The interquartile range is a statistic used to describe the variability or spread of a continuous variable. Although the IQR is a numerical statistic, it is commonly interpreted visually using a box plot, a graph that shows the distribution of values of the variable. Specifically, the IQR describes the spread of the middle 50% of the data and is represented by the width of the box on a box plot.
When should you use the IQR?
Since the width of the box on a box plot represents the middle 50% of the data, the IQR helps you visually compare variability by visually comparing the width (or height, depending on orientation!) of the box for different groups. In the figure below, two box plots for body fat percentage for men and women are displayed. You’ll notice that the IQR for men is higher than the IQR for women.
Because the interquartile range is calculated from the first and third quartiles, it is less influenced by extreme values than is the range or standard deviation of the data. The IQR measures variability in the middle of the data rather than across all the data.
The interquartile range is sometimes known as the innerquartile range or the middle 50%.
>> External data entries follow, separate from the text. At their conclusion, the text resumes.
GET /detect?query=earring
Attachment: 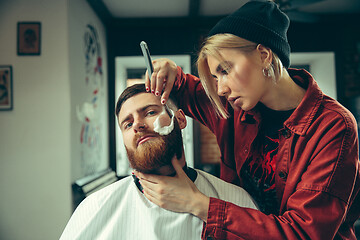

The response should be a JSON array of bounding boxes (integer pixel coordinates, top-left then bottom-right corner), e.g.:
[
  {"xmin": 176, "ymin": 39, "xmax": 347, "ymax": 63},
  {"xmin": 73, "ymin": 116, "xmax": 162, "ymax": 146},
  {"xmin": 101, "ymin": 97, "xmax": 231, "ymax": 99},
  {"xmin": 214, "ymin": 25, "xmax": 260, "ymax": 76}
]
[{"xmin": 262, "ymin": 67, "xmax": 271, "ymax": 78}]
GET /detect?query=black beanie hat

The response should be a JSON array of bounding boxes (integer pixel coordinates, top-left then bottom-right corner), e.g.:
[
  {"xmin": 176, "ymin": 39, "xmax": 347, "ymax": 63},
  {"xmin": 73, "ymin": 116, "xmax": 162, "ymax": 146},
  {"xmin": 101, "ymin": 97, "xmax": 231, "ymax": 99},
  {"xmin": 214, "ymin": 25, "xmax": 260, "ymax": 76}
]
[{"xmin": 208, "ymin": 1, "xmax": 291, "ymax": 68}]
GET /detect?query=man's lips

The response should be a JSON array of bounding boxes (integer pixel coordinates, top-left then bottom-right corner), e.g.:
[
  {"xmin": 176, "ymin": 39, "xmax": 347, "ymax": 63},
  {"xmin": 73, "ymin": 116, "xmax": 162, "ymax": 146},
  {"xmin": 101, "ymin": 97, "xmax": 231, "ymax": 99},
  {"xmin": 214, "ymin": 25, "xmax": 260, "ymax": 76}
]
[{"xmin": 137, "ymin": 135, "xmax": 156, "ymax": 146}]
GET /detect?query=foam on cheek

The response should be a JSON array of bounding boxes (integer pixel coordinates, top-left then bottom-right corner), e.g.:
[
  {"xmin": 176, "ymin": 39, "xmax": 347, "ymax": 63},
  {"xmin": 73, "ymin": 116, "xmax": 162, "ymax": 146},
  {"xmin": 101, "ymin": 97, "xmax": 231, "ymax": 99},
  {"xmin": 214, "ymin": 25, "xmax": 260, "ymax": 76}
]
[{"xmin": 153, "ymin": 108, "xmax": 174, "ymax": 135}]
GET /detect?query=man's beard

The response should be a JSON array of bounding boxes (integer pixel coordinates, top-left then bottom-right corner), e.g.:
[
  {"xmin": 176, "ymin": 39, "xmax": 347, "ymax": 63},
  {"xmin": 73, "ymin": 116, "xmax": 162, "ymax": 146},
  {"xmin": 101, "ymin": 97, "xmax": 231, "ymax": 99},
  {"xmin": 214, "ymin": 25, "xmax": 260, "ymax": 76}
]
[{"xmin": 126, "ymin": 118, "xmax": 183, "ymax": 174}]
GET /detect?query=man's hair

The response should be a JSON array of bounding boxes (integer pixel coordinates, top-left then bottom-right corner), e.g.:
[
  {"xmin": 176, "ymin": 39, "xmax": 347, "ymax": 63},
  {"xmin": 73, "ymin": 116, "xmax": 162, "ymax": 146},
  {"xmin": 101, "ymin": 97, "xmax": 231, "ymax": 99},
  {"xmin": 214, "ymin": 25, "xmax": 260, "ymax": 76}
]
[{"xmin": 115, "ymin": 83, "xmax": 178, "ymax": 117}]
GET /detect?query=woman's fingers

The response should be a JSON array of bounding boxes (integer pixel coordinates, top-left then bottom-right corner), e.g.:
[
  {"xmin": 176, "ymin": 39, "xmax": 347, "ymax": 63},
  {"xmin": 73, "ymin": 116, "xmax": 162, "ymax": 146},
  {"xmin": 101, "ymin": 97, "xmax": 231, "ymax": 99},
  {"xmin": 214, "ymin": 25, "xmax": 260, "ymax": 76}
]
[
  {"xmin": 133, "ymin": 158, "xmax": 202, "ymax": 214},
  {"xmin": 144, "ymin": 58, "xmax": 177, "ymax": 103},
  {"xmin": 154, "ymin": 70, "xmax": 166, "ymax": 97},
  {"xmin": 172, "ymin": 157, "xmax": 187, "ymax": 179},
  {"xmin": 144, "ymin": 71, "xmax": 151, "ymax": 92},
  {"xmin": 139, "ymin": 175, "xmax": 174, "ymax": 209},
  {"xmin": 161, "ymin": 68, "xmax": 177, "ymax": 104},
  {"xmin": 135, "ymin": 171, "xmax": 163, "ymax": 184},
  {"xmin": 152, "ymin": 59, "xmax": 166, "ymax": 96},
  {"xmin": 139, "ymin": 178, "xmax": 162, "ymax": 198},
  {"xmin": 150, "ymin": 69, "xmax": 157, "ymax": 94},
  {"xmin": 141, "ymin": 183, "xmax": 164, "ymax": 207}
]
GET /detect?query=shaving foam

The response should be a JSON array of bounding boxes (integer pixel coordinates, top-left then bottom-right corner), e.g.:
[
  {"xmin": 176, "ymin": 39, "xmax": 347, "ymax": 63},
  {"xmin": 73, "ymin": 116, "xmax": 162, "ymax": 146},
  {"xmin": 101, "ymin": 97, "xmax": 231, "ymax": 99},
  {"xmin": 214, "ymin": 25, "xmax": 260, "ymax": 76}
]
[{"xmin": 153, "ymin": 108, "xmax": 174, "ymax": 135}]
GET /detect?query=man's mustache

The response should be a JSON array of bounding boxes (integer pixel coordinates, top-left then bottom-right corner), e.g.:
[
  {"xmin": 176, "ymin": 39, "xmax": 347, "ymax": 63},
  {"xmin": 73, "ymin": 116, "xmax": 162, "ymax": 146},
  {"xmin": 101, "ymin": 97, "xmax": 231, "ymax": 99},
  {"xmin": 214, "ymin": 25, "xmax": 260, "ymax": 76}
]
[{"xmin": 133, "ymin": 130, "xmax": 162, "ymax": 146}]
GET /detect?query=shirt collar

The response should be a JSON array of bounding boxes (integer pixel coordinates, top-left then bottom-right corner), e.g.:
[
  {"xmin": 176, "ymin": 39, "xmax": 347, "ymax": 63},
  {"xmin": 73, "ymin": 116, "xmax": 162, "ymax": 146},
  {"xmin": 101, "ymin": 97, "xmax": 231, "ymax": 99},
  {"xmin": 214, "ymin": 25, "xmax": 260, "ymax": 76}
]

The IQR is also used in a simple calculation to detect potential outliers in the data. A value is a potential outlier if it is outside the range of (Q1 – 1.5 ´IQR, Q3 + 1.5 ´IQR). If there are data values outside this range, the outlier box plot uses the first data value inside this range for the length of the whiskers, then highlights data values outside this range. The figure below illustrates the outlier box plot showing potential outliers according to the IQR rule.
When the IQR is used to measure variability, the median is often used as the corresponding measure of central tendency.
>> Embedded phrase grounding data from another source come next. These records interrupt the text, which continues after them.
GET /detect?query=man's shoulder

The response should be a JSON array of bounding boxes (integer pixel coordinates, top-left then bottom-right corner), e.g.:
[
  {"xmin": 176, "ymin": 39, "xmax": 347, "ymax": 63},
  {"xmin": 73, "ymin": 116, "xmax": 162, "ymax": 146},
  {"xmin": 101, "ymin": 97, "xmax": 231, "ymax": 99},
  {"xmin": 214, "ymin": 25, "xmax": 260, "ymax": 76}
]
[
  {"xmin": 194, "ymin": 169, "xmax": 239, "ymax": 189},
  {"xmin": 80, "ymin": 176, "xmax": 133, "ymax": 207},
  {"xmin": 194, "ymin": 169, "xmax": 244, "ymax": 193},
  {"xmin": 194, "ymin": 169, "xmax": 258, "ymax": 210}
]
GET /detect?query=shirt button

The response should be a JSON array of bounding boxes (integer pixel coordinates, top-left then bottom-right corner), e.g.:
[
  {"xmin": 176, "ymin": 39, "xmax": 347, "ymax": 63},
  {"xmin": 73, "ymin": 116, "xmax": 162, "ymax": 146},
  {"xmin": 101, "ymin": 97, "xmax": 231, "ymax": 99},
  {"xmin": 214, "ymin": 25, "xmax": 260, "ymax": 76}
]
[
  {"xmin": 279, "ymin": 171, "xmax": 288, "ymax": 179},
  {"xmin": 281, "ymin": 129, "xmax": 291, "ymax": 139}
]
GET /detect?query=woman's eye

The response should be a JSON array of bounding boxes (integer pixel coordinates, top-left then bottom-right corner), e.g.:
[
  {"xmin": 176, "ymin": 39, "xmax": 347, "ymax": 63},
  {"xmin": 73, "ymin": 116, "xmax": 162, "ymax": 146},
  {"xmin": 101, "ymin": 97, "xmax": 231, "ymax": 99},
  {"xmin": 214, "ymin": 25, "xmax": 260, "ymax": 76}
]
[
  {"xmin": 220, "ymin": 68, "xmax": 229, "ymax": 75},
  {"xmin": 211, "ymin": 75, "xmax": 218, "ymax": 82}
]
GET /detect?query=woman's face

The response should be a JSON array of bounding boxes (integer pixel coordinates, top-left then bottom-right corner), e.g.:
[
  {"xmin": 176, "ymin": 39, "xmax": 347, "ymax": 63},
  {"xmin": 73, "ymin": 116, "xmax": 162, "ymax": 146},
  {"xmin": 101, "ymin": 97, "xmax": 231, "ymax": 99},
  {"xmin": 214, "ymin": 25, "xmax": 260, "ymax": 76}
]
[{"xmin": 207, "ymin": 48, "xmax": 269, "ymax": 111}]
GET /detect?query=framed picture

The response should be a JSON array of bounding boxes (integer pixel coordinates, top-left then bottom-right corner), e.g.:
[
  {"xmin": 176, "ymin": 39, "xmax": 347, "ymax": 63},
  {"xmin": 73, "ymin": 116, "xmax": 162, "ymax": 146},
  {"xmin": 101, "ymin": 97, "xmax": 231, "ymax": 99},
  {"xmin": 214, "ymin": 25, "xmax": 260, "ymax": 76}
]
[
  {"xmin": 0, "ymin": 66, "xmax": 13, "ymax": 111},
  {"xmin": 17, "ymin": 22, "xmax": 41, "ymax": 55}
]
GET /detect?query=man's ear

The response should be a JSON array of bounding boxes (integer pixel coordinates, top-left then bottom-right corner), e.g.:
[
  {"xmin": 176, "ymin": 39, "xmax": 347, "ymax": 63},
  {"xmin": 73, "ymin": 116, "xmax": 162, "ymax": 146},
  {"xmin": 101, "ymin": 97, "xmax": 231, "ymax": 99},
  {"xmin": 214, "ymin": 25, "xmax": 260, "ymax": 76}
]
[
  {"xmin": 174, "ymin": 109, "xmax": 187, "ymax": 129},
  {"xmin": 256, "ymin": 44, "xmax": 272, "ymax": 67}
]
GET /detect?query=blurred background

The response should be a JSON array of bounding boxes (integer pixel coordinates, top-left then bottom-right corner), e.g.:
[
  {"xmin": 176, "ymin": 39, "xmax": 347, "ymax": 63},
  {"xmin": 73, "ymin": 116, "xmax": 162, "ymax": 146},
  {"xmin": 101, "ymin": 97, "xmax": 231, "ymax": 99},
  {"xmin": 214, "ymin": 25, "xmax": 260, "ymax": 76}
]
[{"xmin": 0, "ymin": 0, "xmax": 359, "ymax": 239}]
How do you calculate the IQR?
The interquartile range is the difference between the 75th percentile (or third quartile, Q3) and the 25th percentile (or first quartile, Q1). For example, in the figure below, we can see the box plot and some statistics for the cereal calories data. Q3 is 197.5, Q1 is 110, and the IQR is 197.5 – 110 = 87.5.
Examples of interquartile range
Examine the interquartile range for the data in the Univariate Statistics Data table. You can visualize the IQR using the box of the outlier box plot and see the value of IQR in the Summary Statistics report.
Is the IQR wide or narrow compared with the range of the data?